One couple, says Curran, set aside Wednesday evenings as their night together to listen to music and talk. They didn't schedule anything else.

Another couple with a low budget for recreation -- $10 a week -- went to a movie every Saturday night. But they found that they still didn't have enough opportunity to talk to each other, "so they took their $10, and every night they hire a babysitter in the neighborhood who does the dishes and takes care of the children while they go for a long walk. Two dollars an evening."

"One of the best methods of foreplay," says Curran, "in spite of the sex manuals, is a long walk after dinner.

"You can live a long time on one night a week," she says. Don't try to make up for lost time with an annual vacation, she says: "Two weeks can't see you through the rest of the year."

In her book, Curran explores the special qualities of so-called "stress-reduced" or "stress effective" families, examining traits they consistently exhibit in dealing with everyday problems. She found that they:

*Expect stresses as normal, and not as evidence of their own failures.

*Have lower expectations and, especially in things like housekeeping standards, are able to live with a less-than-perfect life style.

*Tend to seek solutions. (Stressed families will find some way first of placing blame.)

*View stress as temporary, as opposed to others who see it as ongoing. This, says Curran, gives them more hope.

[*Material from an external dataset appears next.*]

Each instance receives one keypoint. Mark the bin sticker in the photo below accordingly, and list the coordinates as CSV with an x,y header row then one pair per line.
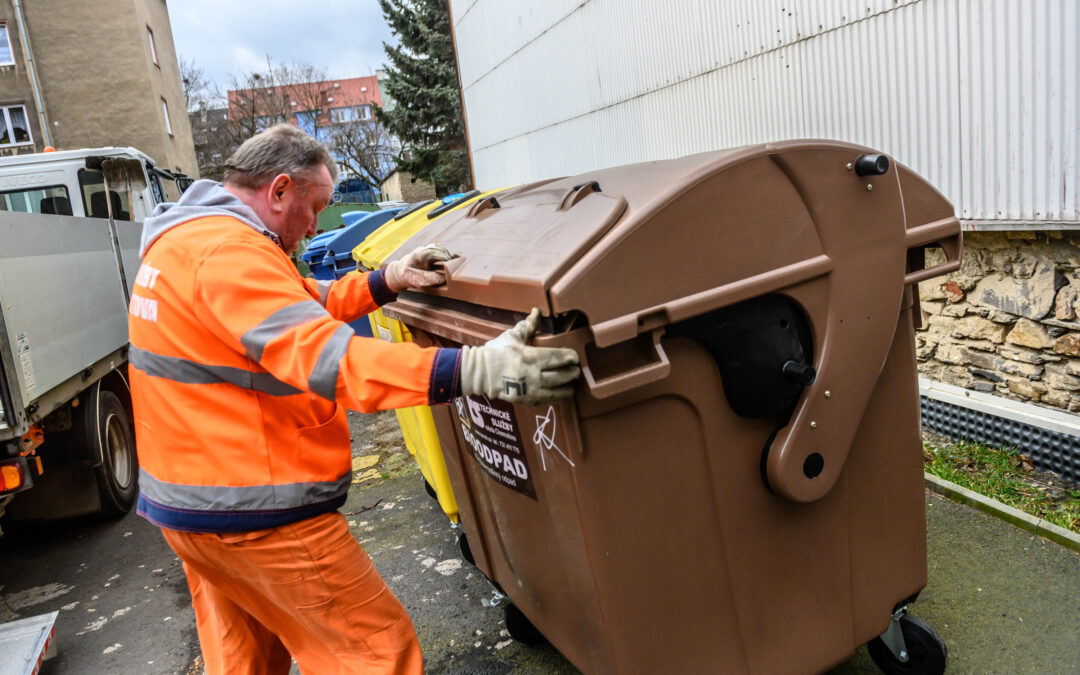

*Focus on the stresses that are controllable, and learn to live with the uncontrollable ones.

Curran's research showed discrepancies in how the husband and wife viewed the stresses in the same marriage. Money was listed as the highest stress for all groups surveyed. But for the married women, lack of shared responsibility in the family was the second-highest stress. This, says Curran, "didn't even appear on the men's list. This is a stress in itself."

For men, the second-highest stress was insufficient couple time, which, says Curran, "clearly says they miss that relationship they had with their wife, the one that brought them together.

"I don't think women understand this. I think if they knew that, they'd be a little more willing to say, 'I will give up some of the time I spend with children or on the home,' " says Curran. "And, really, it does mean that. It means you take it away from something else. Men have to give up some of the time they spend with work and so do women."

What is the future for the family? Curran has high hopes, she says, because she sees younger couples exhibiting different behavior from that of previous generations: people marrying later, being more frank with each other, sharing decision-making, having children later and sharing child-raising responsibilities.

And with these changes, the couple relationship is being recognized as the critical factor it is, says Curran, in solving all the other stresses the family encounters. Families possess real strengths. "We need to help families use these strengths," she says, "to deal with their stresses."